Figure 5 presents the query time with different proportions of negative queries when \(s=32\). The result shows that E2CF always greatly outperforms DBF and DCF. Figure 6 compares the query time [13] with different set cardinalities. The result shows that E2CF reduces the query time by up to 82% compared to DCF.

Figure 7 shows the instantaneous insertion time with different MNKs. We test non-repeatable insertion, which does not allow an item to be inserted twice. With the increase of the number of inserted items, E2CF reduces the instantaneous insertion time by up to 45% and 28% compared to DBF and DCF, respectively.

Figure 8 plots the cumulative insertion time with different MNKs. When we increase MNK from 10 to 40, more relocations will occur, and the insertion time of DCF and E2CF increases. The result shows that compared to DBF and DCF, E2CF reduces the cumulative insertion time by up to 41% and 22%.

Figure 9 presents the deletion time with different values of s. When s increases, the deletion time of DBF and DCF grows linearly, while the time of E2CF is essentially unchanged. Figure 10 plots the deletion time with different set cardinalities. The result shows that E2CF reduces the deletion time by up to 84% and 79% compared to DBF and DCF, respectively.

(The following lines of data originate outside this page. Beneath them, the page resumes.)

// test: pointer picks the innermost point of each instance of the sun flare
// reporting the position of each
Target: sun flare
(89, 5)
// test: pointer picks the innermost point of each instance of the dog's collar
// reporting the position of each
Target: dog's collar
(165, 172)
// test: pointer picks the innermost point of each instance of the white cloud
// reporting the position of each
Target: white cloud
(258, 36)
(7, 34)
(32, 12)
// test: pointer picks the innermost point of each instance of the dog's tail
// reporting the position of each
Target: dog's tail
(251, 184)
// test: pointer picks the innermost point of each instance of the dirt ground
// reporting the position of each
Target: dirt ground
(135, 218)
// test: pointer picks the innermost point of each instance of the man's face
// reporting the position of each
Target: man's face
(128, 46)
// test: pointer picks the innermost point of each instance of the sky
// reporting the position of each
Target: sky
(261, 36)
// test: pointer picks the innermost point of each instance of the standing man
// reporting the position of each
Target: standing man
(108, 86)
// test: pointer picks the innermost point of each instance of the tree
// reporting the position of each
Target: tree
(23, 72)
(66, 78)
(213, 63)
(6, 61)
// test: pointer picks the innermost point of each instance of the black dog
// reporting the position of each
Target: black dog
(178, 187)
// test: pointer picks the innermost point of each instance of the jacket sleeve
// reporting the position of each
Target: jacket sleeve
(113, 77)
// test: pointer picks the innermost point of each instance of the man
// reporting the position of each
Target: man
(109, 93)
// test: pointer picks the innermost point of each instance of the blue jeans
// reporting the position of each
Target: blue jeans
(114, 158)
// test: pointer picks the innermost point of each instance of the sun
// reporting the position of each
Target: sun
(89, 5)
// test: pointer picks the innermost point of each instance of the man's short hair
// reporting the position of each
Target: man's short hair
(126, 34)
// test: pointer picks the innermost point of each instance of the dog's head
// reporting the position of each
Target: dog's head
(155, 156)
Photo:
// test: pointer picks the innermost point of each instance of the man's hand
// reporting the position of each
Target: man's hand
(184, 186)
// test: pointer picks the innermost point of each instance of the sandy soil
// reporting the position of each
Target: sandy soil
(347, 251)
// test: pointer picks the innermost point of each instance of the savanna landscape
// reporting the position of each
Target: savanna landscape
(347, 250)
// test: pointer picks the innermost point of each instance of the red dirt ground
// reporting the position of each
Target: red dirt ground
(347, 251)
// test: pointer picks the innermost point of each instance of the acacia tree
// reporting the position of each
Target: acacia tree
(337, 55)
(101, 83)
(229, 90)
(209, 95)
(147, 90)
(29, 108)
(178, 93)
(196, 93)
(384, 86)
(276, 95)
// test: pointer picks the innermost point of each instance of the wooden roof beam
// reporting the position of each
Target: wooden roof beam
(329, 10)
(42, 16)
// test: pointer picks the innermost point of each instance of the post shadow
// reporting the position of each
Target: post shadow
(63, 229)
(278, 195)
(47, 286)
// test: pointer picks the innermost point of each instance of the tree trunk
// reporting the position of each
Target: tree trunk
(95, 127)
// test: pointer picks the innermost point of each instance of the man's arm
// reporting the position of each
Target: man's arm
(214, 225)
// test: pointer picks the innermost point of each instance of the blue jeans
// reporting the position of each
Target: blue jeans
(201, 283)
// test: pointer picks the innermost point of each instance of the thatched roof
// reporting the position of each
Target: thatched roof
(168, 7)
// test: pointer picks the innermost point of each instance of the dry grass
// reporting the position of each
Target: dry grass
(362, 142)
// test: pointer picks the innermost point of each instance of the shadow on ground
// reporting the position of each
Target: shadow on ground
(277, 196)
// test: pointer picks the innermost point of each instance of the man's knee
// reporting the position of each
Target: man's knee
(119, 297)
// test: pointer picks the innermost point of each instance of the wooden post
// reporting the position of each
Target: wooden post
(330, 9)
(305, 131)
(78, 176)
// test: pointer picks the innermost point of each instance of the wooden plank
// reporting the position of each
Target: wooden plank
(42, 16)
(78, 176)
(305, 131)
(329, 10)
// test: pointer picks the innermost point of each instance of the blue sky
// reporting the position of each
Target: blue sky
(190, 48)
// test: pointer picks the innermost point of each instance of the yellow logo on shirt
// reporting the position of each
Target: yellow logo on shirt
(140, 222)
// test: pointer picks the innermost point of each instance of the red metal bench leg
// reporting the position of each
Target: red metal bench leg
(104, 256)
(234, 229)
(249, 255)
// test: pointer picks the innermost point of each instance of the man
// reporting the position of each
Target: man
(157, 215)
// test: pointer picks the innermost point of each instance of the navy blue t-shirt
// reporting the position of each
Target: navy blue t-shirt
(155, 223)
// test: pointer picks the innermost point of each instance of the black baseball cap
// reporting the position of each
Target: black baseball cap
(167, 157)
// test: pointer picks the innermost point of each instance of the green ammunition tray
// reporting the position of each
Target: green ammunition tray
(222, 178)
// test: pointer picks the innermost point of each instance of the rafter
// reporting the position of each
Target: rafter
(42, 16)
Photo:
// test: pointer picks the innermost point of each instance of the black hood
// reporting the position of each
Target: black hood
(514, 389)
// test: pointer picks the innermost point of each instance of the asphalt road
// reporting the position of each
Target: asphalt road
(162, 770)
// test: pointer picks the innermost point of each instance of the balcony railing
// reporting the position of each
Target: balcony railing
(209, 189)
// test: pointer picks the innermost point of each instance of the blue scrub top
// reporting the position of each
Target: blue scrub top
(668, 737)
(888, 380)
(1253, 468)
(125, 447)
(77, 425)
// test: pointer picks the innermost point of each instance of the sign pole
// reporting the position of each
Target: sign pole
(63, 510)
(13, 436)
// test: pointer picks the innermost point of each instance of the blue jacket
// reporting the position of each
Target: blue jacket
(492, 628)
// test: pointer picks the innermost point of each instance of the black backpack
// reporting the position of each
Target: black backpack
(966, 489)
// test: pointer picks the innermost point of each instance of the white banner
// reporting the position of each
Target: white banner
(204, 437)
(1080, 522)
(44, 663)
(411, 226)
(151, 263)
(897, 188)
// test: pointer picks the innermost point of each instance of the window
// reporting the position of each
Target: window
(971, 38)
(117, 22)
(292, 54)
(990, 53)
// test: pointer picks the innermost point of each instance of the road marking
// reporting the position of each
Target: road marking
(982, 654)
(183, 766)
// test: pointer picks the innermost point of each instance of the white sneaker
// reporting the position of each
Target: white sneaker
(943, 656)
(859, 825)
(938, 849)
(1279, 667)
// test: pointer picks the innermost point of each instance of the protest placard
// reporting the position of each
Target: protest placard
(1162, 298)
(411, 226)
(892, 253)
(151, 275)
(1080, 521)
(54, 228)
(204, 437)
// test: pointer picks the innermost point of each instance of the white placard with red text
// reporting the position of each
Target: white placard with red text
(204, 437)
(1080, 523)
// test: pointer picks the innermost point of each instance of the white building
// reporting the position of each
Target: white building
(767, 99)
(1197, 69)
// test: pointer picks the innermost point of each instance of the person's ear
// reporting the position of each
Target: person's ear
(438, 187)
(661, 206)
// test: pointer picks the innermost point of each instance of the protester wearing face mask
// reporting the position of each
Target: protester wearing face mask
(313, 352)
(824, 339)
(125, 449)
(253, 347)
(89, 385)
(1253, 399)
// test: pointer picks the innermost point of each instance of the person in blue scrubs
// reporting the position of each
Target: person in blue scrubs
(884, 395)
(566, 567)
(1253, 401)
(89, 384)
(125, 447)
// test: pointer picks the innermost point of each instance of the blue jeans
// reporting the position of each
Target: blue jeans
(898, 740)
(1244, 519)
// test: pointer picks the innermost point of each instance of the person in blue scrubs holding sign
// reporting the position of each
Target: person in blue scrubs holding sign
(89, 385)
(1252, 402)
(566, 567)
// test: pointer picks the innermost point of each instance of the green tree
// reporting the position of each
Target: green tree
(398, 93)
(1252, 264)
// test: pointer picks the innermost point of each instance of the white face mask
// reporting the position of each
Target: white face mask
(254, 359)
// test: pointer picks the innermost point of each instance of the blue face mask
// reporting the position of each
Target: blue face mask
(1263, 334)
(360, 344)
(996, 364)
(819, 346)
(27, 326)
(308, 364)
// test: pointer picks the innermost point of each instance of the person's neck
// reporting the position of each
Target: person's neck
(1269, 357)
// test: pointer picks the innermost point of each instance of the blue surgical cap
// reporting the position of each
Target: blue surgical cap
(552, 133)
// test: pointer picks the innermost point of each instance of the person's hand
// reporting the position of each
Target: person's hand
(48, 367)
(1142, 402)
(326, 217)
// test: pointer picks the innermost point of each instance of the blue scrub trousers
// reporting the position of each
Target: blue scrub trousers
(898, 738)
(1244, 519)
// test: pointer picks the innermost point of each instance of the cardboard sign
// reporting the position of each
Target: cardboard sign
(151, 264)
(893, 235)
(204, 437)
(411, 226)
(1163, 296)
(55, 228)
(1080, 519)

Figure 11 compares the memory cost when increasing set cardinalities. E2CF-syn denotes E2CF without asynchronous extension. As shown in the figure, E2CF reduces the memory cost by up to 66% and 50% compared to DBF and E2CF-syn and achieves comparable space efficiency with DCF. But note that E2CF greatly outperforms DCF in terms of the query, insert, and delete performance.

Fig. 7.
figure 7

Instantaneous insertion time

Fig. 8.
figure 8

Cumulative insertion time

Fig. 9.
figure 9

Deletion time with different values of s

Fig. 10.
figure 10

Deletion time with different set cardinalities

Fig. 11.
figure 11

Memory cost with different set cardinalities

6 Conclusion

In this paper, we find that the query performance of existing set representation structures is subject to long memory access time. We design and implement the E2CF, a dynamic structure that supports fast membership query for large-scale dynamic data set. The E2CF exploits entry-level extension to extend and downsize capacity. We further adopt asynchronous extension and fine-grained splitting methods to achieve space and time efficiency. Theoretical analysis and experiment results show that E2CF greatly outperforms existing schemes.